Pazair caminó solo en la noche. La vida le agarraba por el cuello, le obligaba a concentrarse en los vericuetos de una conspiración cuya gravedad iba descubriendo hora tras hora, cuando sólo quería pensar en la mujer amada e inaccesible.
Renunció a la felicidad, no a la justicia.
Su sufrimiento iba madurándole; en lo más profundo de sí mismo, una fuerza se negaba a extinguirse, una fuerza que pondría al servicio de los seres queridos.
La luna, «el combatiente», era un cuchillo que cortaba las nubes o un espejo que reflejaba la belleza de las divinidades. Solicitó su poder, rogando para que su mirada fuera tan penetrante como la del sol nocturno.
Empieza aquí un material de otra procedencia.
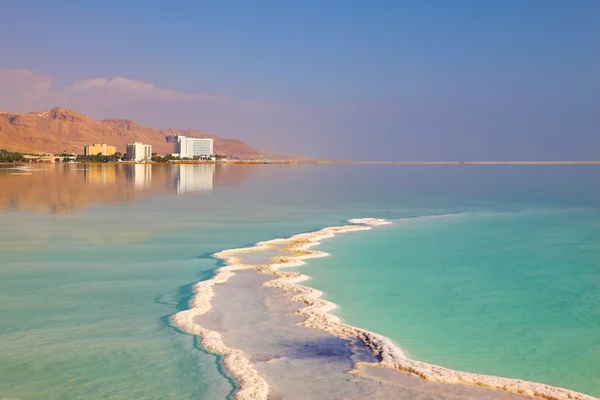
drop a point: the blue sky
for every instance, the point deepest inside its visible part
(369, 80)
Su pensamiento volvió al quinto veterano. ¿Qué oficio ejercería un hombre deseoso de pasar desapercibido? Pazair enumeró las ocupaciones de los habitantes de Tebas oeste, y las eliminó una tras otra. Desde el carnicero al sembrador, todos se relacionaban con la población; Kani habría acabado obteniendo información.
Salvo en un caso.
Si, existía un oficio, tan solitario y tan visible al mismo tiempo, que resultaba la más perfecta de las máscaras.
Pazair levantó los ojos al cielo, bóveda de lapislázuli con mil puertas en forma de estrella por las que pasaba la luz. Si había logrado recogerla, sabría dónde encontrar al quinto veterano.